The Indians hereabout entered the house that stood here, without knocking, and sometimes smoked his pipes and tobacco, with no more show of resentment by the Colonel than may be inferred from the fact that, if he caught them doing it, he gave them the pipes.

He was, of course, devoted to the members of his regiment, and their welfare, always. I have heard and read many stories of his interest in them. Albert Woolson, now living in Duluth, told me that he and another private in the First Heavy Artillery were passing the headquarters of General Thomas in Chattanooga one day when Col. Colvill and Gen. Thomas were sitting on the porch of his headquarters drinking lemonade, and the Colonel called them in and set up the lemonade, explaining nonchalantly to Gen. Thomas that they were two of his boys.

The Colonel was reluctant to talk about his war exploits or to be lionized. The story is told about a lady who tried to get him to tell her about his famous charge. The Colonel parried her questions so adeptly and aggravatingly, for her, that she finally exploded with: "Well, Colonel, I guess you wasn’t in it at all; you Just sat on a fence and watched it". When he was brevetted Brigadier General. he declined the honor, with the remark: "I want to be called Just Colonel Bill."

As many of you know, Mrs. Anna Hussey, of Grand Marais, who is sitting in the Colonel's old rocking chair at my right, knew the Colonel better than any one else during the later years of his life. She was a maid in his home, prior to the death of his wife, and she and her family lived with him, both here and at Red Wing, after her death. The Colonel gave Mr. Hussey this homestead. He had been his coachman at the time Mr. and Mrs. Hussey were married, and they both were dedicated to the Colonel and his interests and made his last years comfortable for him.

Mr. N. H. Bray, one of your present County Commissioners and a school-teacher in Cook County back in the Nineties, knew Col. Colvill well.

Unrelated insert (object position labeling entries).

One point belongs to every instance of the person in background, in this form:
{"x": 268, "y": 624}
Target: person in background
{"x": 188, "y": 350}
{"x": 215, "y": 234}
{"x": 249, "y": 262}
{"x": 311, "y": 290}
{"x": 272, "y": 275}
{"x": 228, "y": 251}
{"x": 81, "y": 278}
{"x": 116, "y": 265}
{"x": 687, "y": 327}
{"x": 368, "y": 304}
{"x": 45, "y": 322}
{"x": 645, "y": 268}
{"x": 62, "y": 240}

Let me close with two quotations. Judge Lochren, in his History of the First Minnesota says:

"He was the most modest of men, without a trace of arrogance, always kind and considerate toward every one, and ever watchful for the welfare and comfort of his men. He was the bravest, coolest, most imperturbable of commanders, whom nothing ever daunted or surprised."

A commentator makes this estimate of the Charge at Gettysburg:

"From Xenophon to Napoleon, from the Swiss Guard to the Charge of the Six Hundred, never men displayed such heroism; the fight was to the death, and their loss as a regiment the heaviest in the annals of warfare. It seems a pity that we lack a Tennyson to celebrate its heroism, for the Charge of the Six Hundred at Balaklava was mere bravado in comparison."